Ok I just literally found out a minute ago that my female rat gave birth. I had no idea she was pregnant and now she is in a cloth tunnel with a bunch of babies. It's a tunnel hanging in the middle of the cage and there are spots of blood on it so I'm assuming she just gave birth today. My big worry is if the male will do anything to her or the babies. Please help and give me some advice. I need to know if I should move the male rat out to another cage or move the babies out of the tunnel or something. The cage is a large 3 level ferret cage and I don't want these babies growing up with levels to fall off of.
I'm not a breeder and this is a total mistake so any advice is warmly welcomed. Thank you.


----------



## toyxxhearts (Mar 1, 2011)

Someone else can probably offer more help but I would get a different cage set up for the mom and babies. One that the babies wont be able to get out of later and one where the mom can't put them up high. And definitely move them (or move the whole tube to the bottom of the cage you set up for them) there is a big chance of one or more getting knocked out or crawling out of the tube and falling. Hope someone else can offer some more advice soon!


----------



## Kinsey (Jun 14, 2009)

Uhm, aside from the fact that I really want to yell at you for having a male in with a female at all, I will try to be helpful. (I mean, what did you expect would happen? They aren't going to become best friends and dance in a circle singing Kumbaya!)

Remove the female right away, she may already be pregnant again, and the male could kill the babies. You need to move the babies and mother into an aquarium or bin cage so that the babies will not fall or come out of the bars. The blood is from her giving birth and it is normal. Once she's in a baby-safe cage, give her nesting material and she will build a nest for the babies. You can just move the entire tube over, and lay it on the ground in there. Check the pups for milk bands, and then leave her alone for now. She might be bitey, so be careful when you move the tube. She also needs more protein and nutrients, so offer her some oatmeal and scrambled egg along with her normal diet.


----------



## NewlyRats (Mar 30, 2011)

Thank you for your advice. It was suppose to be two females and I got them from a pet store when they were really small and now they are close to full grown and I can now see that one of them is a male. I did not do this intentionally. I will definitely separate the female and her babies into a separate cage and give her some protein. What would be the best kind of nesting material to put in for mom to make a nest with?


----------



## Kiko (Sep 18, 2009)

Shredded paper towels  They are the safest for sensitive babies.

How many did she have? Are you going to keep he father?


----------



## BVR.rats (Sep 17, 2009)

The biggest problem is that as soon as she finishes giving birth she will go into heat again. If the male gets near her during this time, she may already be re-bred. Males are actually usually excellent fathers and have no reason to kill their own babies - these aren't hamsters.  Still, because he WILL re-breed her, he needs to be removed immediately.

Putting her in a modified tub (http://www.dapper.com.au/articles.htm#cage) is your best option.

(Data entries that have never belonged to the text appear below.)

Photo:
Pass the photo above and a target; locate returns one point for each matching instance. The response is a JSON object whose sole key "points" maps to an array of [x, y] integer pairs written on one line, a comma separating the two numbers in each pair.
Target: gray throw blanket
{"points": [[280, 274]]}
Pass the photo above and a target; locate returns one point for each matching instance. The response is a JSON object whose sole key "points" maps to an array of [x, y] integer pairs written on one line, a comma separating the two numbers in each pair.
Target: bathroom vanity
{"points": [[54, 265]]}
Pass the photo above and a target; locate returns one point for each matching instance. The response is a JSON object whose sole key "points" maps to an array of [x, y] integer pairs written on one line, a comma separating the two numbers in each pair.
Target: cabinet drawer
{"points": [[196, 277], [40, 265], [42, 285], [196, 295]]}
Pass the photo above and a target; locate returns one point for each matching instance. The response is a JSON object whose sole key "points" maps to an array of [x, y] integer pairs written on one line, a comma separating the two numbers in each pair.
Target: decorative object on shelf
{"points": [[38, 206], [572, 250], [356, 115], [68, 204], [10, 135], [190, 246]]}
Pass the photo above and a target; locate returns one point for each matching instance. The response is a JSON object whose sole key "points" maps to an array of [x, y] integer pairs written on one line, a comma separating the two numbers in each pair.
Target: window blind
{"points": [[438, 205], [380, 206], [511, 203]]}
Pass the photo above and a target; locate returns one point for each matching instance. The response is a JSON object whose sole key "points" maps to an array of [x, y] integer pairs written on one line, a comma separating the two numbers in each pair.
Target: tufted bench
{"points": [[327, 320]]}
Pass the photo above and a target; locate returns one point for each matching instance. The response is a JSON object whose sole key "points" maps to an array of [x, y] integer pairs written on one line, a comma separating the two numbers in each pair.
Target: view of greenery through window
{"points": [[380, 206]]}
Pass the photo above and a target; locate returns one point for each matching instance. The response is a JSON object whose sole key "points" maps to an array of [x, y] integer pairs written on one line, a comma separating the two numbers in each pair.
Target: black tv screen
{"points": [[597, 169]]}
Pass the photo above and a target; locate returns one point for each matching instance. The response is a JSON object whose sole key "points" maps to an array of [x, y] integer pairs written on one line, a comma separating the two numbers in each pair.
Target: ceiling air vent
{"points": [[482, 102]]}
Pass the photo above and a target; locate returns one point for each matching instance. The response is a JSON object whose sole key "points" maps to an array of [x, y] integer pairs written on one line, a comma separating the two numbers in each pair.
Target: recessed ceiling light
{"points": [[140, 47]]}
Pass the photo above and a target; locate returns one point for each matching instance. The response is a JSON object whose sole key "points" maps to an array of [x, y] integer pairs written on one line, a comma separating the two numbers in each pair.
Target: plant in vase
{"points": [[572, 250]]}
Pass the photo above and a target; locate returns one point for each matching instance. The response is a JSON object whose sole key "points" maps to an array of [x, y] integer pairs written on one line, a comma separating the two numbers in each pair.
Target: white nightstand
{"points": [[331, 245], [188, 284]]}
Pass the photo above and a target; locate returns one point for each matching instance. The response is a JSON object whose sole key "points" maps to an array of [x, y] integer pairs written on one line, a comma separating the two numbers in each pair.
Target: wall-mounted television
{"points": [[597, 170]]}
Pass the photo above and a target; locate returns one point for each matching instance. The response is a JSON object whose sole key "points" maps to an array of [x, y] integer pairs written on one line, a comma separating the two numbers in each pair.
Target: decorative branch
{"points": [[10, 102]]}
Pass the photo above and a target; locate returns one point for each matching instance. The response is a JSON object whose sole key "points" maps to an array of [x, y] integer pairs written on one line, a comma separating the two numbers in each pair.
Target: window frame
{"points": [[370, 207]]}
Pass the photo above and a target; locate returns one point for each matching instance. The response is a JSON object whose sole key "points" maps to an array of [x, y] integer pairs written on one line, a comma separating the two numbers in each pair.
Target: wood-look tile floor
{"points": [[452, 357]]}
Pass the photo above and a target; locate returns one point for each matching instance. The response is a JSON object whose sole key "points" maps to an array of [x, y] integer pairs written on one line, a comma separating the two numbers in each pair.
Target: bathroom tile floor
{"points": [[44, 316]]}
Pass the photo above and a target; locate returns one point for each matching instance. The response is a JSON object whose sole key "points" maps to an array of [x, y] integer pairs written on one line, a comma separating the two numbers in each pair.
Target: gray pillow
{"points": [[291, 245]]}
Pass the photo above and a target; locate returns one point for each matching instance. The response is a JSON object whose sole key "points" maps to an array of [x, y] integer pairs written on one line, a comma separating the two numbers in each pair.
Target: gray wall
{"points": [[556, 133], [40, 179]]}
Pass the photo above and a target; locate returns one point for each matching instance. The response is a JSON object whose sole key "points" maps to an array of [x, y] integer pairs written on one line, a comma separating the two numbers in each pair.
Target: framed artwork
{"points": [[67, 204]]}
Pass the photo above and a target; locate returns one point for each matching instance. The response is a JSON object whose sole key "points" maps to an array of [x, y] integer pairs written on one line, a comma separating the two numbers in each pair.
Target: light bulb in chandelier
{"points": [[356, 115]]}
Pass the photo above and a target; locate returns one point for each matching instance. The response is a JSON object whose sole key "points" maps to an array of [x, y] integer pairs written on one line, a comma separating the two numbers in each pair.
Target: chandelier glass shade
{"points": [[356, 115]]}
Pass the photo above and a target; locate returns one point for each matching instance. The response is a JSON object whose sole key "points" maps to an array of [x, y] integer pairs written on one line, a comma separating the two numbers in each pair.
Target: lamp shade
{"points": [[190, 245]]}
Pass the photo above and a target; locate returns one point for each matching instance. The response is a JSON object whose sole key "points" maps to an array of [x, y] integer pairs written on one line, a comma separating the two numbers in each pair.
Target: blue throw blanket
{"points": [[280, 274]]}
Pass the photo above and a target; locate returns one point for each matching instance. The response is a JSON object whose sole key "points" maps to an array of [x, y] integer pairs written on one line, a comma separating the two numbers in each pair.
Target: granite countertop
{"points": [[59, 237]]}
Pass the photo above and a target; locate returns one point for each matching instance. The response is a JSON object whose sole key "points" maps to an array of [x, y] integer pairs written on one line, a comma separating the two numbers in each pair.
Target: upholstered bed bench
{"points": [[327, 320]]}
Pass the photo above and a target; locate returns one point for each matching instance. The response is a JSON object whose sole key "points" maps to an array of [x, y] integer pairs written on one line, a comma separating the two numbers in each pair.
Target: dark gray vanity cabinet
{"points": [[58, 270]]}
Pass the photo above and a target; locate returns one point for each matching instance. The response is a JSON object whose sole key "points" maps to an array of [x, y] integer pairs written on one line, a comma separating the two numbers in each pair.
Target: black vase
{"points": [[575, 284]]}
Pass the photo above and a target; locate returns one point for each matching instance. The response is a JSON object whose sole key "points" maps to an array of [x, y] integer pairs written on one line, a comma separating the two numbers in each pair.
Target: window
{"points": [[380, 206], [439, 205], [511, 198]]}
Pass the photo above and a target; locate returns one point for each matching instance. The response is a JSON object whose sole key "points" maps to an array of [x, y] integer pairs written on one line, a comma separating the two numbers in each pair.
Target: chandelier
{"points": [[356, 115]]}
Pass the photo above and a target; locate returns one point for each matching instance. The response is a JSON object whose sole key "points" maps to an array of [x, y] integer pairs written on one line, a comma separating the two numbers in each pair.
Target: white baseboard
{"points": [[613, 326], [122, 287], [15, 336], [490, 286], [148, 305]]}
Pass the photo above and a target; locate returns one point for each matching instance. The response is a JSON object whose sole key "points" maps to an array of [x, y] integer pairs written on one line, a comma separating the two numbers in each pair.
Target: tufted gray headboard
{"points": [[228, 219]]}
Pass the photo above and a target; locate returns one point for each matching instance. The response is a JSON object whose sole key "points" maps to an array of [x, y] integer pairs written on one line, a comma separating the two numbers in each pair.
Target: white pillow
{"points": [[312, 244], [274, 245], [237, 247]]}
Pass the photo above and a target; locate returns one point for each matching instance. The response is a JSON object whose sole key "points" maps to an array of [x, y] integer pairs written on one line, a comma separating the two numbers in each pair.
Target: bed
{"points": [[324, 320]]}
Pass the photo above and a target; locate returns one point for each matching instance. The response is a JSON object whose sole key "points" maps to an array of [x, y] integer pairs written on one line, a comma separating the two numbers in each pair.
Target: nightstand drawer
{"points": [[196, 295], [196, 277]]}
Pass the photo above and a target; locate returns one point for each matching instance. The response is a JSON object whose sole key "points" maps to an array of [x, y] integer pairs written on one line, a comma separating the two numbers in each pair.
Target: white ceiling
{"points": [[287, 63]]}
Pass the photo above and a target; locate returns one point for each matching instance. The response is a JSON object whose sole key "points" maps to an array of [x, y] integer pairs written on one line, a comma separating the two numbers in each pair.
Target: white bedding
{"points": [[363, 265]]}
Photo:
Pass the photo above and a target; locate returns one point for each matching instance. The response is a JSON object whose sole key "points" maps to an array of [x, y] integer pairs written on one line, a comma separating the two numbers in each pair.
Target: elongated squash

She needs something with solid sides and no shelves, as the babies can get caught between the wires and skinned when she tries to tug them back out. Babies are also very sensitive to drafts. Shredded paper towels are an excellent bedding material, as are clean fleece strips. Never use any cloth that "threads" like terrycloth or cotton, as the little threads can get wrapped around limbs and cut into them very quickly.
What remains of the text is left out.